Objects in Motion
Torin Francis
17 Apr–4 May 2019
The works in Objects in Motion comprise durational site responsive installations, sculptures and video work, which explore liminal and transient relationships between weather balloons and found objects in site-specific locations. This project creatively explores slippages of motion and alterations in material states and how objects can act as markers of energy and time through constantly changing and ephemeral forms. Objects in Motion re-contextualises and re-evaluates the formal, material and conceptual potential of weather balloons, utilising process-driven methods of chance, improvisation and play. The outcomes of outdoor site-responsive installations are documented using video, and the iterative process of utilising material remnants of burst balloons from previous works is played out through developing assemblages in the gallery space. The works investigate the ways in which material properties of weather balloons - and their expression as inflated or attenuated form – act as registers of time. The exhibition seeks to dramatise the spatiotemporal dimension of the sculptural encounter and by extension our encounter with all objects.

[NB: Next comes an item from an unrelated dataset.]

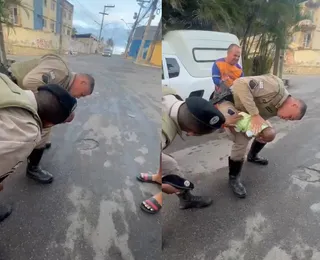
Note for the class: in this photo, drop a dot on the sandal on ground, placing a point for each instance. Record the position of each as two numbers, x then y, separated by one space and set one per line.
150 206
146 177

The works in Objects in Motion comprise durational site responsive installations, sculptures and video work, which explore liminal and transient relationships between weather balloons and found objects in site-specific locations.

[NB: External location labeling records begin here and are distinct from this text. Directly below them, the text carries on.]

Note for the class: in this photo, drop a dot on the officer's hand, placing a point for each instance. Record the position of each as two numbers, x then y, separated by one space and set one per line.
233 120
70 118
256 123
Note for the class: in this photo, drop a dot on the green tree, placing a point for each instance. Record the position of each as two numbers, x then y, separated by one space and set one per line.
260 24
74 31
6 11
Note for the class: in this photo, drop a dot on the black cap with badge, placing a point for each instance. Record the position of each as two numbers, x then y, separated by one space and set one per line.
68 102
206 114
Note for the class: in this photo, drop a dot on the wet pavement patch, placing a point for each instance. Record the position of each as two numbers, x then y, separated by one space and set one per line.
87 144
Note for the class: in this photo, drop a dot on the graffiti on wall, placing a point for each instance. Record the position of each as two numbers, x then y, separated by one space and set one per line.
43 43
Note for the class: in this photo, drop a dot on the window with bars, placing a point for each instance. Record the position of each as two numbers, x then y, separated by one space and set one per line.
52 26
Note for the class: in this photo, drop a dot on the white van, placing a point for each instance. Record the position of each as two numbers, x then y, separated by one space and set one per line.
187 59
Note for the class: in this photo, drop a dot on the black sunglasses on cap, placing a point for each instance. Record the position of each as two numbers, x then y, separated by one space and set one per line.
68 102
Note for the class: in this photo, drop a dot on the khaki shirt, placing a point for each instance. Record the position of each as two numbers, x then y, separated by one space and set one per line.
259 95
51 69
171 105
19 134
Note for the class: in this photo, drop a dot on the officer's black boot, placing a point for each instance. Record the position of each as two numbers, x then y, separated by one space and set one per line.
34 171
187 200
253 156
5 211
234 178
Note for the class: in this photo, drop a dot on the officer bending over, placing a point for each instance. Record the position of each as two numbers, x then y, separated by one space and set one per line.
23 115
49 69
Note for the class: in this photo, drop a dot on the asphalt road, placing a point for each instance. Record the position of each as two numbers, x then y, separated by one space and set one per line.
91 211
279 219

This program takes place on the land of the Wurundjeri people of the Kulin Nation. We recognise that sovereignty was never ceded - this land is stolen land. We pay respects to Wurundjeri Elders, past, present and emerging, to the Elders from other communities and to any other Aboriginal or Torres Strait Islanders who might encounter or participate in the program.

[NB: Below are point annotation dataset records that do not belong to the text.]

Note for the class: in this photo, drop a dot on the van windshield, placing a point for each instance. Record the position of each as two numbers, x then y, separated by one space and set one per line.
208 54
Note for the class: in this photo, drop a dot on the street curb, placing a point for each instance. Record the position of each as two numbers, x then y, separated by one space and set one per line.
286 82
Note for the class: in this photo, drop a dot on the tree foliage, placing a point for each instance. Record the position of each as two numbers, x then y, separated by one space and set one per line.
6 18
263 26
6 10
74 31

Torin Francis’s practice considers the devices we use to quantify, navigate, and comprehend the way in which the passing of time is perceived and experienced - often in lieu of our own bodies and senses. This engagement with these mechanisms is explored through poetic relationships between objects and space in site-responsive installations, kinetic sculpture, assemblage, and moving image works. Of particular focus in his recent work has been the weather balloon. Questioning the premise that an object is limited by it’s intended form, Francis re-evaluates and re-contextualises objects in both outside outdoor space and inside spaces. Natural phenomena such as wind, weather or the environment, are used to harness outcomes and material remnants from previous work are used in assemblages within gallery space. Torin graduated from the Queensland University of Technology in 2017 and recently exhibited at Cut Thumb Laundry ARI, Brisbane and was part of Future-Proof at Boxcopy Gallery.